Huldisch and Momin assert that current art is exploring what Samuel Beckett called "lessness," and that it’s in a "do-over" phase. Huldisch writes that artists are working in modes of "anti-spectacle" and "ephemerality," and employing "modest, found or scavenged materials." Momin says the do-over "creates an unfixed arena of past possibilities," and that artists "think viral, act viral." I’m not sure what this means, but it may be her curator-speak way of saying that artists are working together and off one another, and that they’re making use of the open-source systems, self-replicating strategies and decentralized networks of our YouTube-MySpace world. These things are changing the look of art, and of cattle calls like the Biennial.

Or they’re starting to, anyway. It’s clear the curators only have a yen for installation, sculpture and video, and that they barely care about painting or photography at all. There are 81 artists in this show, only seven of them are strictly painters. Four of them -- Olivier Mosset, Robert Bechtle, Mary Heilmann and Karen Kilimnik -- have been lauded for years. The youngest painter, Joe Bradley, 32, has looked very good previously, but here contributes three works that are only boring versions of Ellsworth Kelly. You know there’s something wrong in curating-land when conceptualist John Baldessari is presented as a painter. These curators seem to think that painting is incapable of addressing the issues of our time or that it’s passé. I suspect Momin and Huldisch didn’t want to include painting (or photography) at all. Although that kind of academic orthodoxy is old-hat -- mediums have potential until the ideas they address are exhausted -- it’s a shame they didn’t go all the way with that notion. A No Paintings Biennial would’ve at least made everyone hysterical and drawn lines in the sand.

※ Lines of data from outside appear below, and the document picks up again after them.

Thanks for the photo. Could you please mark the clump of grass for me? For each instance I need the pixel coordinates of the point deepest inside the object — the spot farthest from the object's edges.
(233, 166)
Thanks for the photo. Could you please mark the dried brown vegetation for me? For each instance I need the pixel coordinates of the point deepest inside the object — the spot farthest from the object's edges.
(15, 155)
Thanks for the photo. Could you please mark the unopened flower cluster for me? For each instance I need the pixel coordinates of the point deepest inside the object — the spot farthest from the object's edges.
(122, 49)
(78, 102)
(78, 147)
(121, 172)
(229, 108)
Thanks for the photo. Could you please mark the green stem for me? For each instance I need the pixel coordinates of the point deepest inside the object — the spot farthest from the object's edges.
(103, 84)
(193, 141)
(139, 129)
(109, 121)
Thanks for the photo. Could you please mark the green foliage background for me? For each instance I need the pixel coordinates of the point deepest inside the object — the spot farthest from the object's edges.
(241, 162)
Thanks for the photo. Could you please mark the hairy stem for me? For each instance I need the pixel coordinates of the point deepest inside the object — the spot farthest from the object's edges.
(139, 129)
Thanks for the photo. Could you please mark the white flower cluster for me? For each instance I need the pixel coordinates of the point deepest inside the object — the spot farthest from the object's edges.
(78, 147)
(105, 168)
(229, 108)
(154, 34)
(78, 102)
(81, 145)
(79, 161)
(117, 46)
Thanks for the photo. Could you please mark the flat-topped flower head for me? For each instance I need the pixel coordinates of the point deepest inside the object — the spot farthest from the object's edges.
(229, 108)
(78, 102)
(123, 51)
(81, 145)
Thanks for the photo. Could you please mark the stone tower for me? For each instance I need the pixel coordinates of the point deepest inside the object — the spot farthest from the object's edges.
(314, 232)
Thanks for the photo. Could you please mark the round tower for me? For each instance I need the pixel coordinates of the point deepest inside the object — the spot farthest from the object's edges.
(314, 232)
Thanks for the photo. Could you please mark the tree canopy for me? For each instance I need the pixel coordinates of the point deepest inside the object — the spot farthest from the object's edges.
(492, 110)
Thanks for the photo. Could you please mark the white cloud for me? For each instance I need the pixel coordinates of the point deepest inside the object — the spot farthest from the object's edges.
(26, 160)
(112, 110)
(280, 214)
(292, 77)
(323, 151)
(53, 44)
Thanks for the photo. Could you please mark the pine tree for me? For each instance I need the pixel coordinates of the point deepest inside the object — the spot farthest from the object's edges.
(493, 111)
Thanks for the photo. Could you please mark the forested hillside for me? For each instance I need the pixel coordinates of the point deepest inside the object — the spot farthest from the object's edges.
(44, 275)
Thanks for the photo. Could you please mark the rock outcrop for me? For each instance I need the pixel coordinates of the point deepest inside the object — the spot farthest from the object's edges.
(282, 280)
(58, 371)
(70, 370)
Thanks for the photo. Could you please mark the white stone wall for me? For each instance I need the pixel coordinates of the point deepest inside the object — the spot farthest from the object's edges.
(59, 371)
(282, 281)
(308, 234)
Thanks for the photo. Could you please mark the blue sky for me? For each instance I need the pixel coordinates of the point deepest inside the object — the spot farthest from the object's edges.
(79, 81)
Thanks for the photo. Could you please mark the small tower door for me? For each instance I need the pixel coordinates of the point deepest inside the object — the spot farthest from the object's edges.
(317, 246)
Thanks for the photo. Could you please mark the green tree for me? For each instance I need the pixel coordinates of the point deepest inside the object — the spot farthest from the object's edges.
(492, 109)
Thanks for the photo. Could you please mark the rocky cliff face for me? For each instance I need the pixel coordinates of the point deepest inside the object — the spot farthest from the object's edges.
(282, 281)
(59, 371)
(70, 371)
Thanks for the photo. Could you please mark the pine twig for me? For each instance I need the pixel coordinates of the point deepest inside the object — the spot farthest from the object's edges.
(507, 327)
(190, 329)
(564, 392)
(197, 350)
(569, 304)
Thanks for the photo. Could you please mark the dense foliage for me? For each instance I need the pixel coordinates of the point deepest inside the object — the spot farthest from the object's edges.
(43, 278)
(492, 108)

On the upside, Momin and Huldisch should be congratulated for mounting a thoughtful show that, while academic and narrow, is neither dogmatic (the painting and photography dis notwithstanding) nor sprawling (recent biennials have been crammed with over 100 artists) nor sexist (about 40 percent of the individual artists are women, which may be a Biennial record). Critics have already called this show both pro-market and anti-market. In fact this show takes the refreshing position that more and more artists are taking: The market is there but it isn’t the point.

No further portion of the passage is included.